Maahazâ, kesretin vâhidden sudûru, vâhidin kesretten sudûru kadar zahmet değildir, daha kolaydır. Meselâ: Bir kumandanın efrâd-ı kesîreye verdiği intizam ve yaptırdığı işleri, o efrâd-ı kesîre, kendi başlarına büyük bir müşkülattan sonra yapabilirler.
Maahaza, îcadın esbâba isnadında lâyüadd külfet, garâbet olmakla beraber pek çok muhalâta zemîn teşkil ediyor.
1- Her bir zerrede Vâcib-ül Vücûd’un sıfatlarının farzı lâzımdır.
2- Ulûhiyette gayr-i mütenahi şeriklerin iştiraki lâzım gelir.
3- Her bir zerrenin hem hâkim hem mahkûm olması lâzım gelir.
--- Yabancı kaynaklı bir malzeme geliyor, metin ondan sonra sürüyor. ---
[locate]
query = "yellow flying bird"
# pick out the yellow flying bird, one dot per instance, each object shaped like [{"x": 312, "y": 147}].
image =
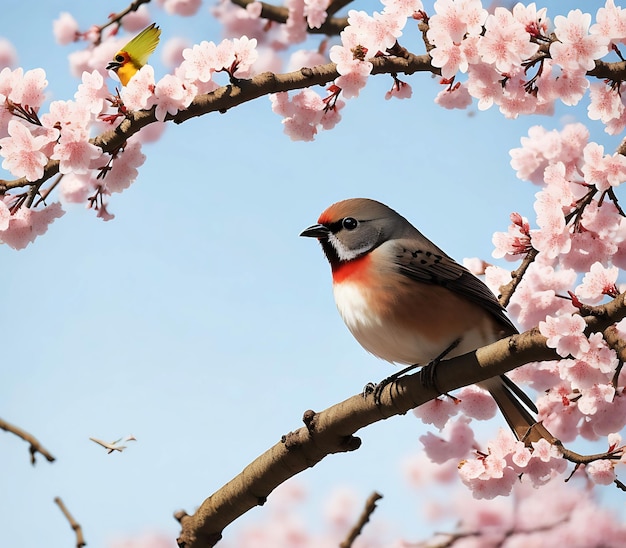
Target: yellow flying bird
[{"x": 134, "y": 55}]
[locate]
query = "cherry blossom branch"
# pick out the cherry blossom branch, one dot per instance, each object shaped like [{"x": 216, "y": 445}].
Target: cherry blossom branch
[
  {"x": 332, "y": 430},
  {"x": 278, "y": 14},
  {"x": 506, "y": 291},
  {"x": 34, "y": 445},
  {"x": 116, "y": 18},
  {"x": 230, "y": 96},
  {"x": 370, "y": 506},
  {"x": 80, "y": 541}
]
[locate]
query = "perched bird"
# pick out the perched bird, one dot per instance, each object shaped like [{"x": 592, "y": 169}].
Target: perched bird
[
  {"x": 406, "y": 301},
  {"x": 134, "y": 55}
]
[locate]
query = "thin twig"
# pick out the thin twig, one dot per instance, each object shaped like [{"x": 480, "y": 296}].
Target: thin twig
[
  {"x": 80, "y": 541},
  {"x": 370, "y": 506},
  {"x": 34, "y": 445},
  {"x": 506, "y": 291}
]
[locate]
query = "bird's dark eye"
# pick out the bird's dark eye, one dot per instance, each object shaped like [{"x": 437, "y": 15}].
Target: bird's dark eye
[{"x": 349, "y": 223}]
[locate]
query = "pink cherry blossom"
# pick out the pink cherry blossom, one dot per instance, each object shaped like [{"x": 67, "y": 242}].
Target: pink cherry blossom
[
  {"x": 399, "y": 90},
  {"x": 75, "y": 152},
  {"x": 137, "y": 20},
  {"x": 558, "y": 413},
  {"x": 5, "y": 215},
  {"x": 172, "y": 51},
  {"x": 506, "y": 42},
  {"x": 597, "y": 283},
  {"x": 245, "y": 55},
  {"x": 476, "y": 403},
  {"x": 92, "y": 93},
  {"x": 198, "y": 64},
  {"x": 610, "y": 23},
  {"x": 457, "y": 440},
  {"x": 172, "y": 95},
  {"x": 514, "y": 242},
  {"x": 76, "y": 188},
  {"x": 8, "y": 54},
  {"x": 455, "y": 19},
  {"x": 603, "y": 171},
  {"x": 535, "y": 21},
  {"x": 353, "y": 81},
  {"x": 28, "y": 87},
  {"x": 610, "y": 410},
  {"x": 452, "y": 57},
  {"x": 437, "y": 411},
  {"x": 139, "y": 93},
  {"x": 576, "y": 49},
  {"x": 315, "y": 12},
  {"x": 551, "y": 238},
  {"x": 601, "y": 472},
  {"x": 124, "y": 170},
  {"x": 565, "y": 334},
  {"x": 305, "y": 58},
  {"x": 605, "y": 102},
  {"x": 186, "y": 8},
  {"x": 65, "y": 29},
  {"x": 484, "y": 83},
  {"x": 295, "y": 27},
  {"x": 455, "y": 97},
  {"x": 22, "y": 152},
  {"x": 26, "y": 224}
]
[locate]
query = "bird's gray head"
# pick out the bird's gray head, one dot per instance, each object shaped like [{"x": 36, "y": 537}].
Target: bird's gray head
[{"x": 351, "y": 228}]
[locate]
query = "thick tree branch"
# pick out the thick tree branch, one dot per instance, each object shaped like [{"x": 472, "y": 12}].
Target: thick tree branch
[
  {"x": 80, "y": 541},
  {"x": 332, "y": 430},
  {"x": 34, "y": 445}
]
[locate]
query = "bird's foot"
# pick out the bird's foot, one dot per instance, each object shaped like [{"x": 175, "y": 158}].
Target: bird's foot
[
  {"x": 428, "y": 374},
  {"x": 377, "y": 389}
]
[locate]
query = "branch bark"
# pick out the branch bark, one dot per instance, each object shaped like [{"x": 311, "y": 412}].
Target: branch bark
[
  {"x": 80, "y": 540},
  {"x": 332, "y": 430},
  {"x": 34, "y": 445}
]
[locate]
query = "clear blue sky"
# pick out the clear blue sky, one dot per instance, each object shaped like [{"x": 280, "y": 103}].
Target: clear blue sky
[{"x": 198, "y": 320}]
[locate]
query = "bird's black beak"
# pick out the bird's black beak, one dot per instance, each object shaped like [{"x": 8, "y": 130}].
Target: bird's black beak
[{"x": 320, "y": 232}]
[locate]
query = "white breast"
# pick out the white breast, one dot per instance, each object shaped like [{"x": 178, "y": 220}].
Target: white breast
[
  {"x": 387, "y": 340},
  {"x": 377, "y": 336}
]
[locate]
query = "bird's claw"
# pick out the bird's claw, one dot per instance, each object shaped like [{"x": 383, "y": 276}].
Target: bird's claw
[{"x": 377, "y": 389}]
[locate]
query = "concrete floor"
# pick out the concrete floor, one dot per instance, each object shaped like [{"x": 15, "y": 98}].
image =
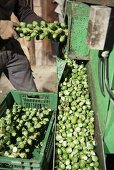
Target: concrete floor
[{"x": 45, "y": 79}]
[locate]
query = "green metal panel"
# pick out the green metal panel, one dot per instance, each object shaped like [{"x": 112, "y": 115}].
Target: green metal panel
[
  {"x": 77, "y": 14},
  {"x": 102, "y": 105}
]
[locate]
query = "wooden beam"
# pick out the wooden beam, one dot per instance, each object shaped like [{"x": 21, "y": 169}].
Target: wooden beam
[{"x": 98, "y": 2}]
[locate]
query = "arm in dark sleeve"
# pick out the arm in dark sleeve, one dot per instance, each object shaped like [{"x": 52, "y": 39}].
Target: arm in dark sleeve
[{"x": 24, "y": 13}]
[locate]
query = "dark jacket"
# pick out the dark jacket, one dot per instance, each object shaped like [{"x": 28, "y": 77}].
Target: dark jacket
[{"x": 20, "y": 9}]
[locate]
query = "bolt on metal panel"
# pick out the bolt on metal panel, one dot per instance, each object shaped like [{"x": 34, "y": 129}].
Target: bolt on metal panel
[{"x": 98, "y": 26}]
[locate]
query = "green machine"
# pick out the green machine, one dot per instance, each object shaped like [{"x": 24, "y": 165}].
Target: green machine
[{"x": 91, "y": 39}]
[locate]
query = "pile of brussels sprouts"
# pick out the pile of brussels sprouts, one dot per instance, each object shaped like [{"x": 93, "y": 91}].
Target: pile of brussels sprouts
[
  {"x": 22, "y": 130},
  {"x": 75, "y": 143},
  {"x": 54, "y": 31}
]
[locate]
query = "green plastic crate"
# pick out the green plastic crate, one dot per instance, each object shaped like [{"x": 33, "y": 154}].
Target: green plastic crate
[{"x": 41, "y": 157}]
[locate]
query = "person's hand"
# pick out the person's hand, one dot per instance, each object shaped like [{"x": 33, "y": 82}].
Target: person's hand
[{"x": 7, "y": 29}]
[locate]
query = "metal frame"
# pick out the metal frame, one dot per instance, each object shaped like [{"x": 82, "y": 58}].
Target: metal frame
[{"x": 99, "y": 2}]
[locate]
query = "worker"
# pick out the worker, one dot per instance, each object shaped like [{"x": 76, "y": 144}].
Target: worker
[{"x": 13, "y": 62}]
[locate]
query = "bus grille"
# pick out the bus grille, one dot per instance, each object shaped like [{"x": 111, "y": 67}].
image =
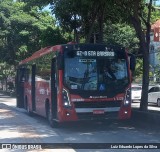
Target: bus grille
[{"x": 98, "y": 104}]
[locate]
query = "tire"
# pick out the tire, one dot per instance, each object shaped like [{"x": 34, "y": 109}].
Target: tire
[
  {"x": 158, "y": 102},
  {"x": 51, "y": 122}
]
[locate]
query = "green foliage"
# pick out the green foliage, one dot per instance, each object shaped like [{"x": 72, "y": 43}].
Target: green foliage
[
  {"x": 24, "y": 31},
  {"x": 122, "y": 34}
]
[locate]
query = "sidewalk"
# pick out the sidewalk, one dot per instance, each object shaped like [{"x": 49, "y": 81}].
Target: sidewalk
[
  {"x": 17, "y": 127},
  {"x": 149, "y": 116}
]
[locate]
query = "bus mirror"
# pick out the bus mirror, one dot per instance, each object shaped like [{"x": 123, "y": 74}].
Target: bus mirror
[
  {"x": 132, "y": 62},
  {"x": 60, "y": 63}
]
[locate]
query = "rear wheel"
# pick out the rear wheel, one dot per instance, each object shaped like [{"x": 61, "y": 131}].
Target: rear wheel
[
  {"x": 158, "y": 102},
  {"x": 52, "y": 122}
]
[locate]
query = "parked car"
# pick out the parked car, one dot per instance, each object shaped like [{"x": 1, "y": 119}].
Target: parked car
[
  {"x": 154, "y": 95},
  {"x": 136, "y": 93}
]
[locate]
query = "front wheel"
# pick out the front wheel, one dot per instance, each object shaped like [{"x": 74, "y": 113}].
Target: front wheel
[
  {"x": 158, "y": 102},
  {"x": 52, "y": 122}
]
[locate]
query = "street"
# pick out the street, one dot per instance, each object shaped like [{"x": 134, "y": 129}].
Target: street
[{"x": 17, "y": 127}]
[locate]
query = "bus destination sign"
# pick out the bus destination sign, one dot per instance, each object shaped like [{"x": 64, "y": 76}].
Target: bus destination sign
[{"x": 96, "y": 53}]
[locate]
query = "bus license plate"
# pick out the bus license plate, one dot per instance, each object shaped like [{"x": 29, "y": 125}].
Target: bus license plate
[{"x": 98, "y": 112}]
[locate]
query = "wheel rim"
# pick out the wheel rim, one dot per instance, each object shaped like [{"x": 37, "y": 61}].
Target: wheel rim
[{"x": 158, "y": 102}]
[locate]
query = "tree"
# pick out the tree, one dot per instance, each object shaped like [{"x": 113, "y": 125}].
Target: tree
[
  {"x": 134, "y": 12},
  {"x": 24, "y": 31}
]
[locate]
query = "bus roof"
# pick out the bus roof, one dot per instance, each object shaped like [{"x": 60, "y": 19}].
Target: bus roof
[{"x": 49, "y": 49}]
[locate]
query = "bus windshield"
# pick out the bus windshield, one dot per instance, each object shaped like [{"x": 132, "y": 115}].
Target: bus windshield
[{"x": 95, "y": 73}]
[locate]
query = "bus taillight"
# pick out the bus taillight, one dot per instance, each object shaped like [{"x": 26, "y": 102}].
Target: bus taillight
[
  {"x": 66, "y": 100},
  {"x": 127, "y": 99}
]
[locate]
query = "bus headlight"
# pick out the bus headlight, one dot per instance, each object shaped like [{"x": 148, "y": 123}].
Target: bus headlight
[
  {"x": 127, "y": 99},
  {"x": 66, "y": 101}
]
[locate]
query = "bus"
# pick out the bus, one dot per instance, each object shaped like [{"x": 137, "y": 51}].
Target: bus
[{"x": 74, "y": 82}]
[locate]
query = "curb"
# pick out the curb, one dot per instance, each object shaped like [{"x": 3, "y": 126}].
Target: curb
[{"x": 151, "y": 117}]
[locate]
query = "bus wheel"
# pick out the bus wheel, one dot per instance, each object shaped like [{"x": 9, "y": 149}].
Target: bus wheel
[
  {"x": 52, "y": 122},
  {"x": 158, "y": 102}
]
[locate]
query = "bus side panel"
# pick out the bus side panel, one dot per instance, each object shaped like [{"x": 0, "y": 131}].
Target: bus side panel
[
  {"x": 33, "y": 87},
  {"x": 20, "y": 87}
]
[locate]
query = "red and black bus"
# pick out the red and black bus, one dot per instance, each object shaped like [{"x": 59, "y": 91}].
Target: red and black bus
[{"x": 73, "y": 82}]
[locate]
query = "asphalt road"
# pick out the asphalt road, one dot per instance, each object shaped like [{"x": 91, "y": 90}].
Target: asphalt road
[{"x": 17, "y": 127}]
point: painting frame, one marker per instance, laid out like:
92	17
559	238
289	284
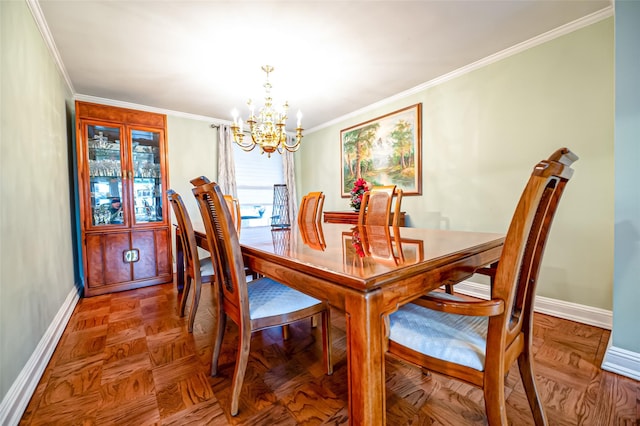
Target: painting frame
385	150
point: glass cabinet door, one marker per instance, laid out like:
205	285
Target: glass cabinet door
147	176
105	175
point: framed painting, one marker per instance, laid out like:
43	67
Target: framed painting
384	151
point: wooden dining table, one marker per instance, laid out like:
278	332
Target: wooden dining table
363	287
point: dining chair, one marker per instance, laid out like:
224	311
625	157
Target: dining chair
253	306
311	207
379	244
197	271
477	341
234	208
376	206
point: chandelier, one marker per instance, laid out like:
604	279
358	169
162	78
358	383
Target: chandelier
268	128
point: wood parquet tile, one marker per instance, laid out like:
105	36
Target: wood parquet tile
127	359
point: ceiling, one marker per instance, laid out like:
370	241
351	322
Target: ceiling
330	57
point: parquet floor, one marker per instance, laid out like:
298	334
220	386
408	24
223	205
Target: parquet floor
127	359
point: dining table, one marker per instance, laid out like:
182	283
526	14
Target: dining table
345	273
Kubbeli binalarda birbirine dayanmakla düşmekten kurtulan taşlar gibi.
4- Şuur, irâde ve kudret gibi sıfatların her zerrede bulunması lâzım gelir. Çünkü hüsn-i san’at bu sıfatları iktizâ eder. Şu hakîkati îzah için birkaç misâl söyleyeceğiz:
Birincisi: Şems şeffafiyet sırrına binâen, şişelerin zerrelerinde, arzın denizlerinde, semânın seyyarelerinde müsâvat üzerine tecelli eder.
İkincisi: Mukabele sırrına binâen, merkezdeki bir lâmbanın dâireyi teşkil eden âyinelere nisbet-i in’ikâsı birdir.
Üçüncüsü: Nurdan veya nurânî bir şeyden tenevvür etmek ve ziyâ almak hususunda, bir ile bin birdir. Nurânînin iktizâsı öyledir.
Dördüncüsü: Müvâzene sırrına binâen, hassas bir terazinin iki kefesinde iki ceviz veyahut iki Güneş bulunsa; hangi kefesine bir şey ilâve edilirse, o aşağı iner; ötekisi havaya kalkar.
Beşincisi: Büyük bir sefine ile gâyet küçük bir sefineyi sevk ve tahrik hususunda fark yoktur kaptan; ister bir çocuk olsun, ister büyük olsun çünkü intizam vardır.
Altıncısı: Hayvan-ı nâtık gibi bir mâhiyet-i mücerredenin küçük ve büyük efrâdına nisbeti, birdir.
Hülâsa: Kalîl ile kesir, küçük ile büyük arasında bir şey-i vâhide isnadlarında tefâvüt olmadığı, imkân dâiresinde olduğu şu misaller ile tavazzuh etti.